Start traversing the “STR1” using a variable ‘i’
Create a nested loop and start traversing the “STR2” using a variable ‘J’

 

If either ‘I’ or ‘J’ is zero then DP[I][J] = 0 because one of the strings is empty.
If ( STR1[I-1] == STR2[J-1] ) which means the current character of both strings matches then it is optimal to include the current character in the LCS. Therefore, find the LCS of the remaining characters of both strings. DP[I][J] = DP[I-1][J-1] + 1


Otherwise, we can not have both STR1[I-1] and STR2[J-1] at the end of the LCS which means either of them can be ignored. Now there are two possibilities, either we ignore STR1[I-1] and get the LCS of the rest of the characters and vice versa. We should choose the option which maximises the LCS i.e. DP[I][J] = max(DP[I-1][J], DP[I][J-1])

 

Now we can get the length of LCS from DP[N][M] where ‘N’ and ‘M’ are the length of “STR1” and “STR2” respectively.
 

04 Approach

We can observe in the previous approach that the current state depends on one immediate previous row. This suggests using a dynamic programming matrix of 2*M dimension instead of using N*M dimension.

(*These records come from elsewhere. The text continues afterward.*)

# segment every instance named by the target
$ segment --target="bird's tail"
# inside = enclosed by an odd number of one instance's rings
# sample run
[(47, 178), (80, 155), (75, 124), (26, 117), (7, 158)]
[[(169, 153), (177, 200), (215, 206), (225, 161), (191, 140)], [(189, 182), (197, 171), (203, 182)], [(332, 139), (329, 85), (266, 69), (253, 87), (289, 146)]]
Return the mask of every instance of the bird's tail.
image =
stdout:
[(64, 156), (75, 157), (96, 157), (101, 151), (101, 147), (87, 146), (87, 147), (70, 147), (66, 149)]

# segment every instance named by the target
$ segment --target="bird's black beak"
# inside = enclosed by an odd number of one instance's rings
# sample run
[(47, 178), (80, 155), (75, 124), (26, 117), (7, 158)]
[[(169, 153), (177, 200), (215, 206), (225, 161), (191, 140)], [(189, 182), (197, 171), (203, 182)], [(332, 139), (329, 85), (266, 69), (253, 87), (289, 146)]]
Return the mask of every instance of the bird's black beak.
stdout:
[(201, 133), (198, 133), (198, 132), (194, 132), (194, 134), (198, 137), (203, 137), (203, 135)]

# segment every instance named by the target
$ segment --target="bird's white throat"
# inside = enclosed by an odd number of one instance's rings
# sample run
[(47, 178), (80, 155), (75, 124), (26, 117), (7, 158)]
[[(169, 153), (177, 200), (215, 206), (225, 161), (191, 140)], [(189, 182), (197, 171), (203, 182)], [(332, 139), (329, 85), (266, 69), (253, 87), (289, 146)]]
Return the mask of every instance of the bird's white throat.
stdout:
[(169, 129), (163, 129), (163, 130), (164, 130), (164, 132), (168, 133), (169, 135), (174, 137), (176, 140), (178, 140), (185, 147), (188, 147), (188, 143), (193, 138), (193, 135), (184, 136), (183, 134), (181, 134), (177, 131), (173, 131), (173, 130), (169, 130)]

Let DP[ 2 ][ M ] be our dynamic programming matrix to store the length of LCS of the substring.

 

Now, consider the following steps :

Initialize a variable ‘T’ to zero which denotes the current row of “DP” matrix.


Start traversing the “STR1” using a variable ‘I’


Create a nested loop and start traversing the “STR2” using a variable ‘J’

If either ‘I’ or ‘J’ is zero then DP[T][J] = 0 because one of the strings is empty.


If ( STR1[i-1] == str2[j-1] ) which means the current character of both string matches then it is optimal to include the current character in the LCS. Therefore, find the LCS of the remaining characters of both strings. DP[t][j] = DP[t^1][j-1] + 1


Otherwise, we can not have both STR1[i-1] and str2[j-1] at the end of the LCS which means either of them can be ignored. Now there are two possibilities, either we ignore STR1[i-1] and get the LCS of the rest of the characters and vice versa. We should choose the option which maximises the LCS i.e. DP[t][j] = max(DP[t^1][j], DP[t][j-1])


Now, toggle the ‘T’ i.e. T = (T XOR 1). The reason behind this is we want to use the current row of “DP” matrix in the next iteration.

 

Now we can get the length of LCS from DP[t^1][M] where ‘M’ is the length of “STR2”.